RCE Capital likely to post stronger receivables


PETALING JAYA: RCE Capital Bhd’s impairment losses on receivables are expected to normalise following the elevated provisioning recognised in its fourth quarter ending March 31, 2026 (4Q25).

The recent civil servant salary adjustments are also expected to enhance financial stability within RCE Capital’s main borrower base, it said.

This will potentially lower the risk of early retirement or migration to the private sector by improving disposable income levels, it noted.

RHB Research said the company is still maintaining a cautious stance on disbursements amid the still-elevated and plateauing cases of bankruptcies and early retirements.

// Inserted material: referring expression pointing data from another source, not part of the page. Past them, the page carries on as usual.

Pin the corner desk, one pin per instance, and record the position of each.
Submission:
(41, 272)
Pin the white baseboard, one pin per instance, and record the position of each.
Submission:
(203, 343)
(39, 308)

“While most of the bad news looks priced in, an unexciting core earnings profile will likely cap the stock’s potential upside.

“Management reiterated the need to remain cautious with disbursements amidst a tough operating environment, where cases of bankruptcies and early retirements are still at elevated levels.

“Financing receivables growth was a soft 1% year-on-year but flat quarter-on-quarter,” RHB Research said.

However, the company could benefit slightly from the recent overnight policy rate cut.

This will then have a slight positive impact on interest or profit expenses on RCE Capital’s revolving credits, which form some 30% of the group’s financing liabilities base, RHB Research said.

“We estimate the interest/profit expense savings to amount to circa RM2mil per year, which is not too significant.

“More significantly, RCE Capital is planning a new sukuk tranche issuance to capitalise on the favourable bond yield movements of late.

“While the tranche amount and profit rate are undisclosed at this juncture, we think this could allow the group to more significantly lower its overall cost of funds over a longer period,” it said.

RHB Research, which had retained its “neutral” call on RCE Capital, decreased its financial year 2026 (FY26) to FY28 earnings estimates by 15%, 12%, and 10%, respectively, after factoring in softer receivables growth and higher credit cost assumptions.

It also reduced its target price to RM1.15 from RM1.25, noting the share price has retreated some 16% over the past three months.

But at these reduced share price levels, it pointed out most of the bad news has likely already been priced in.

For the 1Q25, RCE Capital’s net profit dipped to RM25.99mil from RM30.32mil in the previous corresponding period, while revenue stood at RM79.79mil against RM79.12mil a year earlier.